Marie Chantal Kaninda :
Vivre au Congo sans corrompre
Vivre au Congo sans corrompre
Marie Chantal Kaninda fait de la lutte contre la corruption son cheval de bataille. Représentante de la multinationale De Beers en République démocratique du Congo, elle dirige un groupe de travail restreint qui s’attèle à mobiliser les entreprises tant publiques que privées dans la lutte contre la corruption. Au magazine Optimum, elle explique le bien-fondé de cette initiative.
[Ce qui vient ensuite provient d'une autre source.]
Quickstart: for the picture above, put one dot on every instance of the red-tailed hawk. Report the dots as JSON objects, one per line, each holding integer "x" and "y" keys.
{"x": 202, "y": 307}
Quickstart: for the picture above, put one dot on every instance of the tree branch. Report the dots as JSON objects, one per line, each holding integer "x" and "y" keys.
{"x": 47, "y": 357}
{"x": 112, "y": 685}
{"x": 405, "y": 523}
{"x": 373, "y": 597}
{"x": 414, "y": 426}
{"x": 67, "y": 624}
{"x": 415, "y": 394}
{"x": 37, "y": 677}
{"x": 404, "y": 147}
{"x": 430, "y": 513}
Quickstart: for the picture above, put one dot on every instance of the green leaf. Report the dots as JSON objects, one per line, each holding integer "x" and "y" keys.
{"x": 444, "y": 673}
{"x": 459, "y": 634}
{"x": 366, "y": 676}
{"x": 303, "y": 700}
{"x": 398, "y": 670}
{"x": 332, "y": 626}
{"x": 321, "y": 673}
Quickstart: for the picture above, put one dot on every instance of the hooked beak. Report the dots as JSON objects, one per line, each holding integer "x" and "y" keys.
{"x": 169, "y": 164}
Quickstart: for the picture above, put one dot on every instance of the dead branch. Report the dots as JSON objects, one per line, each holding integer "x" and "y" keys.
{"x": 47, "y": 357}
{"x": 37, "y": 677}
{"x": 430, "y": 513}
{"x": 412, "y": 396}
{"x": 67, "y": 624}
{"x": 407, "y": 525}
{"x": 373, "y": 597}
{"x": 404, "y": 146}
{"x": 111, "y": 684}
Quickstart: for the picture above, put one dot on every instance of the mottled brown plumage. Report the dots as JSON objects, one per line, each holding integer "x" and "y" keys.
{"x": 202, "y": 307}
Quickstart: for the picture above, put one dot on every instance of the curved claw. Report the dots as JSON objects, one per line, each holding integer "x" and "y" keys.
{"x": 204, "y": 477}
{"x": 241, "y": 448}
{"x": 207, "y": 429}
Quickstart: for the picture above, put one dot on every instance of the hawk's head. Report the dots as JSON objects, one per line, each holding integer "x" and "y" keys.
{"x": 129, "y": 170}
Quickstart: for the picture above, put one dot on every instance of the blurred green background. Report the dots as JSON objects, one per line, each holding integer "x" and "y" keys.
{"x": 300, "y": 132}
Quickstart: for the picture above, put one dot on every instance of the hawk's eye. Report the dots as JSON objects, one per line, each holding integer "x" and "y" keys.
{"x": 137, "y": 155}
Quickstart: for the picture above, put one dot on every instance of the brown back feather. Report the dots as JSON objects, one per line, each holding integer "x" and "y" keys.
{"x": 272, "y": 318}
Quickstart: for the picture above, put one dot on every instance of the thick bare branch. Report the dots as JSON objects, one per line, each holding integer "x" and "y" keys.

Je tiens d’abord à signaler que notre structure existe depuis juillet 2010. Elle est composée de cinq personnes dont je suis la représentante. On y retrouve trois hommes et deux femmes : moi et ma collègue Bethy Atundu, une femme entrepreneur indépendante. Notre particularité réside au fait que notre groupe de travail est constitué de responsables et de représentants des entreprises privées qui se sont mis ensemble pour participer à la lutte contre la corruption. Bien souvent, la plupart de groupes qui mènent cette lutte sont de caractère étatique.
Quelles sont, selon vous, les secteurs les plus touchés par la corruption dans notre pays ?
Je pense que tous les secteurs sont touchés. Quand vous regardez la maman qui vend au marché… Rien que pour avoir un espace, elle est parfois obligée de payer des pourboires à certains agents de l’Etat, au delà des taxes habituelles, pour ne pas se voir demain remplacée par un autre demandeur. La corruption se retrouve donc à tous les niveaux. Et bien entendu, le montant varie.
Pouvez-vous nous éclairer sur les mécanismes de corruption ?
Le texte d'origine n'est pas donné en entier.